Total Time: less than one hour
Yield: best for 3 people (or two that want leftovers!)
1 head cauliflower
¾ cup gluten-free flour (I used Bob’s. Picture below!)
1 tablespoon garlic powder
1 tablespoon onion powder
¼ teaspoon chipotle powder
½ teaspoon salt
1 cup water
1 cup cornmeal
1 ¾ cup barbeque sauce
Additional ¼-½ barbeque sauce for brushing on post bake
Preheat oven to 450 degrees
In a bowl combine your garlic powder, onion powder, chipotle powder, salt, gluten-free flour, and water. Mix well. Set aside.
Wash the cauliflower and cut into florets.
Thoroughly mix the cauliflower with the water/spice paste until the florets are fully covered.
One-by-one dip the pasty florets into the cornmeal and then line them on a baking sheet with parchment paper.
Bake for 10 minutes.
Flip the florets and bake for another 10 minutes. Remove from the oven.

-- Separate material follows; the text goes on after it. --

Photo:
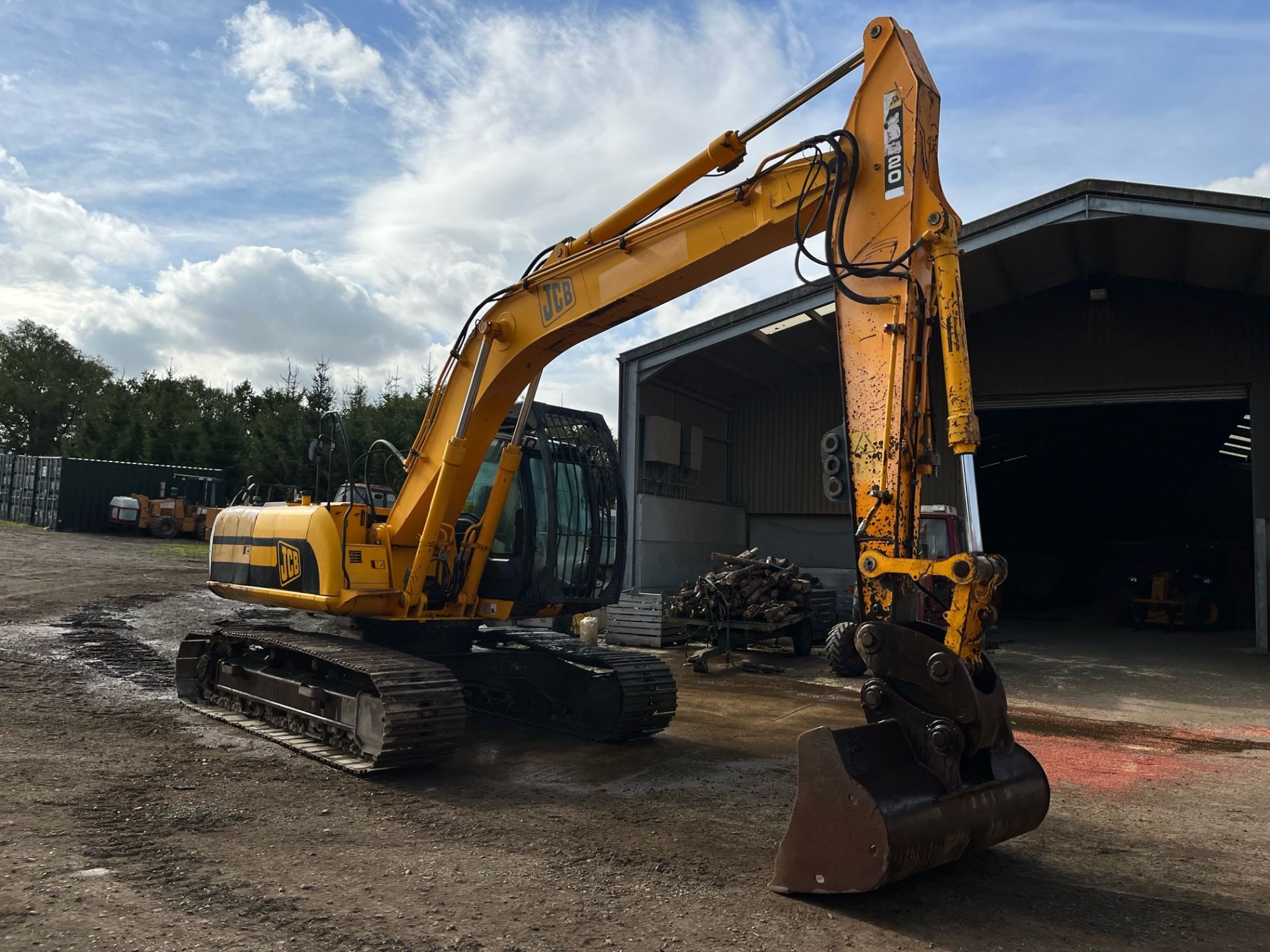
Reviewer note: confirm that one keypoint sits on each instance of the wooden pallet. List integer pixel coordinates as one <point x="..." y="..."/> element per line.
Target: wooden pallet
<point x="639" y="619"/>
<point x="825" y="612"/>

Pour the 1 ¾ cup barbeque sauce into a large bowl and add the baked florets. Mix well so that the bbq sauce fully covers each floret.

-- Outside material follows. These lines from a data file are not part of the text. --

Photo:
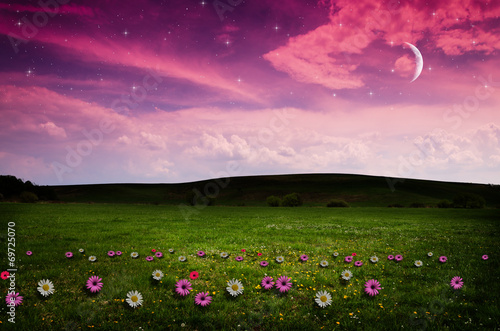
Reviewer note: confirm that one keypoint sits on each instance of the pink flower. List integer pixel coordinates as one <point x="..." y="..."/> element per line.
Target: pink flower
<point x="372" y="286"/>
<point x="13" y="298"/>
<point x="182" y="287"/>
<point x="94" y="284"/>
<point x="202" y="299"/>
<point x="267" y="283"/>
<point x="284" y="284"/>
<point x="456" y="283"/>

Pour the florets back onto the baking sheet.
Bake for another 15 minutes.
Remove from the oven and then brush on the remaining bbq sauce.
Serve & enjoy!
(click to go through the slideshow for step-by-step photos!)
Cauliflower and BBQ is one of my favorite combinations. My husband and I impulsively purchased a head of cauliflower last week and like all produce that ends up in most people’s fridges, we couldn’t stop passively talking about how we needed to use it. I pulled out about 6 of my cookbooks to look up some cauliflower recipes but really I knew I wanted my cauliflower to be covered in bbq sauce so I closed the books and started making my bbq sauce. My best friend kept me company on face-time while I let my bbq sauce thicken and come up with a plan. She’s gluten-free AND vegan and as she was filling me in on her life I thought about how much I treasure her and decided to come up with something that she could enjoy. These wings turned out even better than I expected. Seriously. The best batch of vegan wings I’ve ever made. I really nailed this recipe. Cheers!